Le tourisme dans plusieurs destinations africaines est confronté à des pertes potentielles suite aux perturbations généralisées du trafic aérien liées au conflit en cours au Moyen-Orient.
Selon des responsables du secteur, la fermeture d'espaces aériens clés et l'arrêt des opérations aéroportuaires dans certaines parties de la région du Golfe ont contraint les principales compagnies aériennes à annuler ou à modifier l'itinéraire des vols reliant l'Afrique à l'Europe, à l'Asie et à l'Amérique du Nord.
Des compagnies aériennes comme Emirates, Qatar Airways et Etihad Airways jouent un rôle essentiel en reliant l'Afrique aux destinations mondiales via les principaux aéroports de Dubaï, Doha et Abou Dabi. La fermeture temporaire et les restrictions affectant ces aéroports ont perturbé les itinéraires de voyage empruntés par des milliers de touristes internationaux.

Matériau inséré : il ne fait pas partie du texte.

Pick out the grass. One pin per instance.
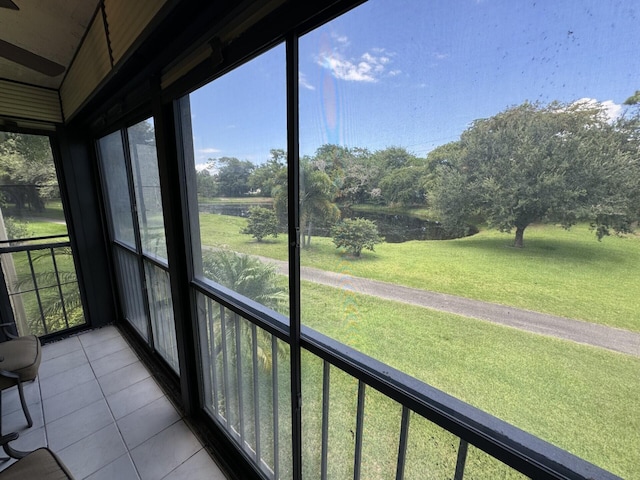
(560, 272)
(581, 398)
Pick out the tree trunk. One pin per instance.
(519, 243)
(309, 226)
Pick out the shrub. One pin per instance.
(261, 223)
(355, 234)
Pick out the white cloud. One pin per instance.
(302, 80)
(369, 67)
(611, 109)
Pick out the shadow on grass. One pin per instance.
(569, 250)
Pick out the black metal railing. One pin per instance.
(351, 405)
(41, 284)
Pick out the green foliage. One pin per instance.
(261, 223)
(233, 176)
(355, 234)
(531, 163)
(403, 186)
(273, 173)
(206, 184)
(255, 280)
(27, 172)
(245, 275)
(317, 200)
(16, 228)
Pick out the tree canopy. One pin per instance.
(27, 171)
(556, 163)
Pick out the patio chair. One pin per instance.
(19, 361)
(41, 464)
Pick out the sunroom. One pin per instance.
(179, 182)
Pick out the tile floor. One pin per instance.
(96, 405)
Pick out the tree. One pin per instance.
(261, 223)
(233, 176)
(355, 234)
(633, 99)
(265, 178)
(317, 195)
(206, 184)
(27, 171)
(555, 163)
(403, 186)
(255, 280)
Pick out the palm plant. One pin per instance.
(255, 280)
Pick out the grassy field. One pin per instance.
(562, 272)
(580, 398)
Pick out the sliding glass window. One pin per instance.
(459, 163)
(132, 187)
(235, 130)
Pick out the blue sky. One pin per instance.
(415, 73)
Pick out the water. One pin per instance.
(395, 228)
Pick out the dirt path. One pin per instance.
(615, 339)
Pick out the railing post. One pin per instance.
(462, 459)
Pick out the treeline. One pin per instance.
(559, 163)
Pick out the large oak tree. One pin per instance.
(543, 163)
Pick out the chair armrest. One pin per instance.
(8, 374)
(4, 443)
(5, 329)
(9, 437)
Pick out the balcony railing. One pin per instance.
(352, 405)
(41, 284)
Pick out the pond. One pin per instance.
(395, 228)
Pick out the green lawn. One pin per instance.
(567, 273)
(581, 398)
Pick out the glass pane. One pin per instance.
(114, 171)
(41, 276)
(446, 149)
(161, 308)
(130, 286)
(246, 385)
(144, 164)
(238, 135)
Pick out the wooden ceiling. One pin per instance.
(52, 29)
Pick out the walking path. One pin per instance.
(615, 339)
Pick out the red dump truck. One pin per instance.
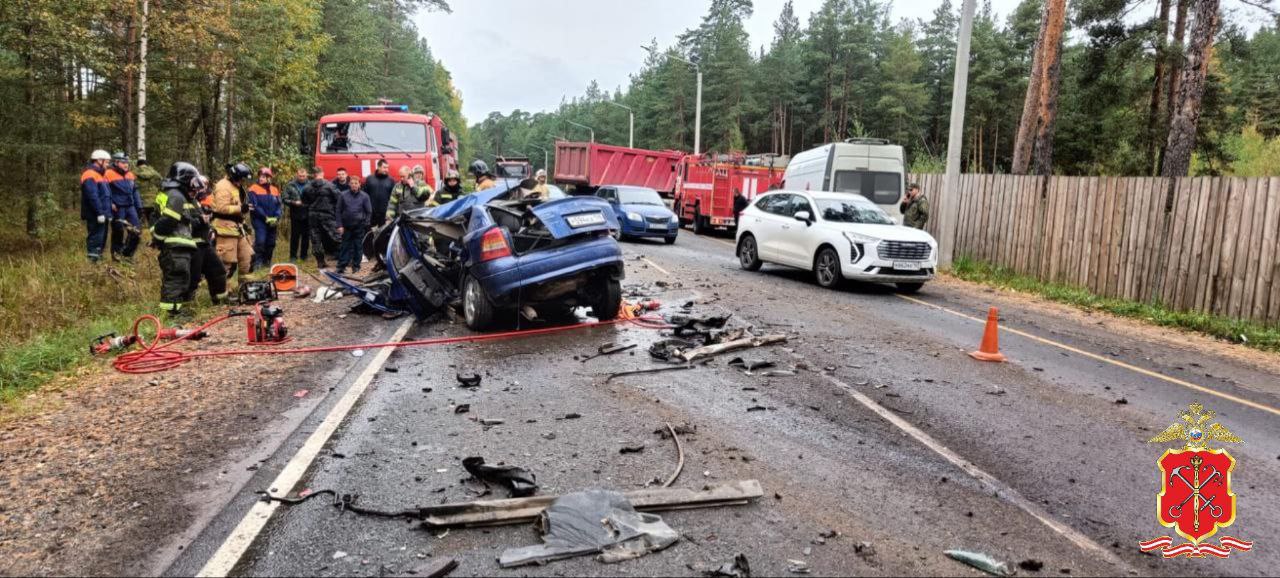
(705, 186)
(588, 165)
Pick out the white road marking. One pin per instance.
(654, 265)
(1106, 359)
(229, 554)
(992, 484)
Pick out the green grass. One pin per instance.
(1247, 333)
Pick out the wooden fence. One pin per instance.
(1216, 248)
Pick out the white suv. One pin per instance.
(837, 237)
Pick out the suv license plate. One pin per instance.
(585, 219)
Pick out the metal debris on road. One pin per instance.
(607, 349)
(981, 562)
(519, 481)
(735, 568)
(593, 522)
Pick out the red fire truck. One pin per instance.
(705, 186)
(360, 137)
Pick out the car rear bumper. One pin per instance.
(510, 279)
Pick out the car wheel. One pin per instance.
(607, 299)
(476, 308)
(826, 269)
(749, 253)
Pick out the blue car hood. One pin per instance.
(556, 215)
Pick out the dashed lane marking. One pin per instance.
(1106, 359)
(992, 484)
(229, 554)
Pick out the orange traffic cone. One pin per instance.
(990, 349)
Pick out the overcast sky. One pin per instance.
(556, 47)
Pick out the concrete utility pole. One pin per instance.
(583, 125)
(698, 105)
(949, 214)
(631, 123)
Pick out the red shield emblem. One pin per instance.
(1196, 498)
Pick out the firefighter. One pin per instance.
(540, 188)
(231, 205)
(205, 262)
(126, 226)
(265, 198)
(407, 195)
(149, 186)
(484, 178)
(172, 234)
(321, 201)
(452, 188)
(95, 203)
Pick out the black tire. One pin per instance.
(749, 253)
(478, 310)
(826, 269)
(607, 299)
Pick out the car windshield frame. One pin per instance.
(387, 136)
(867, 212)
(626, 197)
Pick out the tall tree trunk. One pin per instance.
(1047, 122)
(1037, 134)
(1025, 136)
(1191, 88)
(1157, 85)
(141, 148)
(1174, 73)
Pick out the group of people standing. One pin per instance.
(215, 233)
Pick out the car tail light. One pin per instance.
(493, 246)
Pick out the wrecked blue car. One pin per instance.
(498, 253)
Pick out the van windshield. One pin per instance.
(373, 137)
(881, 188)
(853, 211)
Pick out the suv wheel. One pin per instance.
(749, 253)
(826, 267)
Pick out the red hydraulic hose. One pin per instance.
(155, 357)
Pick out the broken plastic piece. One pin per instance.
(590, 522)
(519, 481)
(981, 562)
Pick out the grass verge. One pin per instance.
(1246, 333)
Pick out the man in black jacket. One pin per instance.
(379, 187)
(321, 201)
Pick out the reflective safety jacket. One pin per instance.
(173, 228)
(123, 188)
(266, 203)
(229, 203)
(95, 197)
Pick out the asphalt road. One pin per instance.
(1055, 462)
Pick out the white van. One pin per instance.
(869, 166)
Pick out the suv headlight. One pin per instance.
(859, 238)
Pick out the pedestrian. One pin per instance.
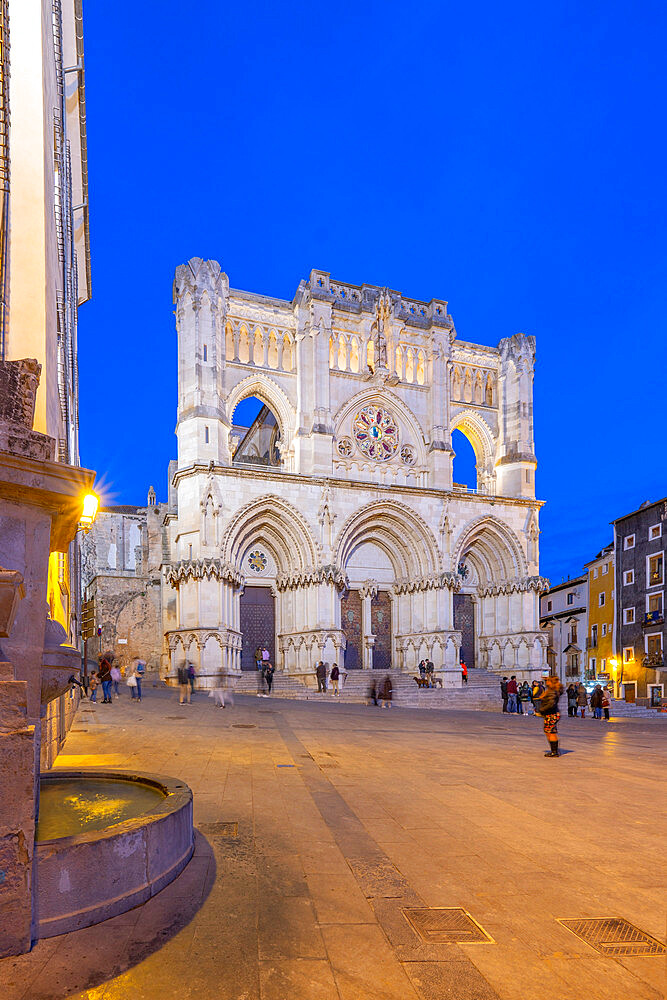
(503, 693)
(269, 671)
(131, 681)
(525, 698)
(571, 700)
(105, 678)
(386, 692)
(512, 692)
(115, 677)
(596, 701)
(582, 700)
(94, 681)
(184, 685)
(547, 706)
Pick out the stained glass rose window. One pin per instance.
(376, 433)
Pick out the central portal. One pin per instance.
(258, 624)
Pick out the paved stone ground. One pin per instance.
(347, 816)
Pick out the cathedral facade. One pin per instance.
(325, 522)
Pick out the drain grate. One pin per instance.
(446, 925)
(219, 829)
(614, 936)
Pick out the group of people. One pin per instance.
(519, 698)
(109, 675)
(334, 674)
(578, 701)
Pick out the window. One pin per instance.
(654, 570)
(654, 604)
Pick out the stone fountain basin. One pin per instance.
(91, 876)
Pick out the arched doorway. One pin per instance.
(257, 621)
(255, 437)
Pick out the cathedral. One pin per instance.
(312, 508)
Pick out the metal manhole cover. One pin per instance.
(219, 829)
(614, 936)
(446, 924)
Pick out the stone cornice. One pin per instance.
(312, 578)
(439, 581)
(519, 585)
(203, 569)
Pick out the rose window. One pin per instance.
(375, 433)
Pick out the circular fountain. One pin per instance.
(106, 841)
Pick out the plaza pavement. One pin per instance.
(346, 816)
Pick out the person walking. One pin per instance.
(94, 683)
(335, 676)
(596, 701)
(547, 706)
(571, 700)
(183, 685)
(105, 678)
(525, 699)
(269, 671)
(131, 681)
(386, 692)
(512, 692)
(115, 677)
(582, 700)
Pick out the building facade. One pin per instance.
(328, 525)
(45, 249)
(564, 615)
(601, 616)
(639, 540)
(121, 560)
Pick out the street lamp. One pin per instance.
(91, 502)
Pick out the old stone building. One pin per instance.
(121, 573)
(329, 525)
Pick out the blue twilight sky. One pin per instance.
(509, 158)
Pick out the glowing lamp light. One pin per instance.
(91, 502)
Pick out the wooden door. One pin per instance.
(258, 624)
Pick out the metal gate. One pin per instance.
(350, 619)
(258, 624)
(464, 622)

Dans plusieurs pays africains, dont le Kenya et l'Afrique du Sud, les agences de voyages constatent un ralentissement des réservations suite aux annulations de vols et à l'incertitude qui règne quant aux horaires de voyage. De nombreux touristes américains et européens se rendant en Afrique privilégient les compagnies aériennes du Golfe en raison de leurs nombreuses liaisons et de leurs tarifs relativement abordables.
L'Association kényane des agences de voyages a averti que cette perturbation pourrait avoir des répercussions financières plus importantes sur le secteur du tourisme. Selon l'association, près de 50 % du trafic aérien de transit vers l'Afrique passe par le Moyen-Orientce qui fait de la région l'une des portes d'entrée aériennes les plus importantes du continent.

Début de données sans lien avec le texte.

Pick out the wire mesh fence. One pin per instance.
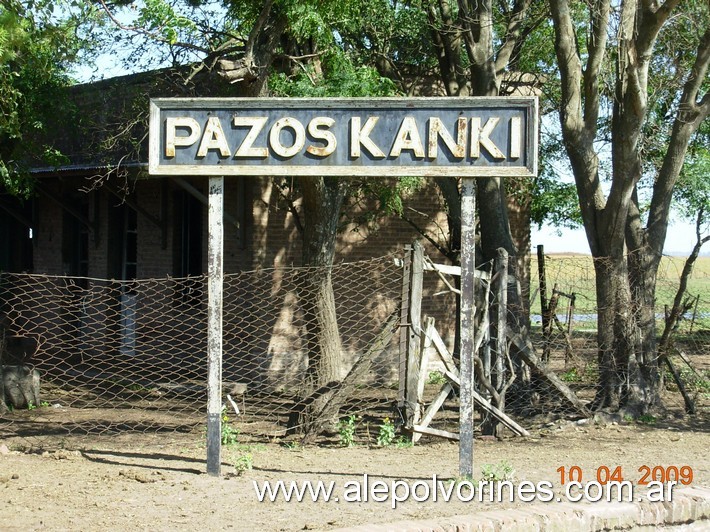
(131, 356)
(562, 331)
(116, 357)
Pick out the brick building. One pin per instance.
(101, 216)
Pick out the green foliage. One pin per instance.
(387, 433)
(403, 443)
(39, 41)
(346, 431)
(229, 434)
(693, 189)
(436, 377)
(340, 77)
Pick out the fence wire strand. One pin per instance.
(121, 357)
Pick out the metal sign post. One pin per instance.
(215, 277)
(466, 319)
(376, 137)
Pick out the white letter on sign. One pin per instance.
(438, 129)
(275, 137)
(359, 136)
(408, 138)
(214, 139)
(256, 123)
(480, 137)
(171, 137)
(322, 134)
(516, 137)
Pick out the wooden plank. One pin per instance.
(414, 330)
(215, 277)
(404, 331)
(527, 353)
(444, 352)
(433, 409)
(487, 406)
(436, 432)
(425, 342)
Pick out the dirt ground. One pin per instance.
(158, 482)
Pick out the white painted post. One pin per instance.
(214, 324)
(467, 336)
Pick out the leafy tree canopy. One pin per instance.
(39, 43)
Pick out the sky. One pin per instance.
(679, 241)
(681, 234)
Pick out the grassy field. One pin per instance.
(574, 274)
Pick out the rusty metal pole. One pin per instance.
(215, 277)
(468, 311)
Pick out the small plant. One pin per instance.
(386, 435)
(499, 472)
(229, 434)
(403, 443)
(243, 463)
(436, 377)
(346, 431)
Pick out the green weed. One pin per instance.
(346, 431)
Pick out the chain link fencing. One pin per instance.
(130, 357)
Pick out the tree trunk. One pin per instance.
(322, 201)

La fermeture de l'espace aérien a également bloqué des milliers de voyageurs à travers le monde. Les compagnies aériennes ont été contraintes d'annuler des vols ou de les rediriger vers des itinéraires alternatifs, notamment la Turquie, la mer d'Arabie et l'Afrique du Nord. Ces itinéraires plus longs allongent la durée des vols et augmentent les coûts d'exploitation.
La hausse des coûts opérationnels devrait se traduire par une augmentation du prix des billets. Les analystes du secteur soulignent que le kérosène représente à lui seul une part importante de ces coûts. 25 à 35 % des coûts d'exploitation des compagnies aériennesce qui signifie que toute flambée des prix mondiaux du pétrole peut faire augmenter considérablement les tarifs aériens et réduire la demande de voyages.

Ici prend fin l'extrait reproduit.